So on Sunday as I sat in church, overwhelmed and unable to see beyond my hurt, I placed my head on my head on her shoulder and wept. She didn’t react. She didn’t respond to my quiet sobs with consoling words. She sat there reciting the days of the week: Lunes, Martes, Miercoles, Jueves, Viernes… Doctor Andres viene el Sabado! My mom can’t just name a day, she now has to go through the entire week to find the right day. In this case, the day Father Andres would come to the house for lunch. I just wanted my mom to understand and to see that I was in a world of hurt. I wanted her to take pity on me. I looked up at her again and nothing. Not a single physical response. Not a crinkle in her forehead. Not a look of sadness or sympathy for her daughter. And as the tears streamed down my face in the middle of the priest’s monologue about Christmas, I looked into her eyes and told her I was sad.
She didn’t understand. Lunes, Martes, Miercoles, Jueves, Viernes, Sabado, Domingo. Vas a venir el Domingo para la misa?

Yes. I’ll be here next Sunday for church.
She smiled. Satisfied. Now on to other pressing matters… her birdseed and the priest. Despues de la misa, me lleves al fruita para mis gatos.

I wanted her to know. I wanted a lucid moment where she would sympathize with me. Give me a dose of wisdom. Tell me that it would be OK. That I am not damaged or grotesque. That I am OK. So, I tried to tell her what I was sad about. I thought she might get it. I don’t know, maybe the thick fog that envelops her mind would clear for a second and reveal the woman who used to be. My mom.

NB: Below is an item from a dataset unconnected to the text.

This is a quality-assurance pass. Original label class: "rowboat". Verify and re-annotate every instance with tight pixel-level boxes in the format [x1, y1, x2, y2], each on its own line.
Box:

She didn’t seem to comprehend what I was telling her — that my ex-husband (that’s how she refers to my ex-boyfriend and knows him only as that) was in town and I am sad about him — then, she asked me about him: Where’s that cute boy who I used to live with. The one in that one place. Where you used to live. Far. When you lived in Ecuador. What happened to him? Where is he? Do you have a new man? Doesn’t he love you anymore?
Doesn’t he love me anymore.
Doesn’t.
He.
Love.
Me.
Anymore.
Words.
Eviscerate.
Rinse.
Repeat.
Tears.
Love.
Me.
Vomit.
Please.
Love.
Me.
KATHY RITCHIE is feeling a touch grotesque today.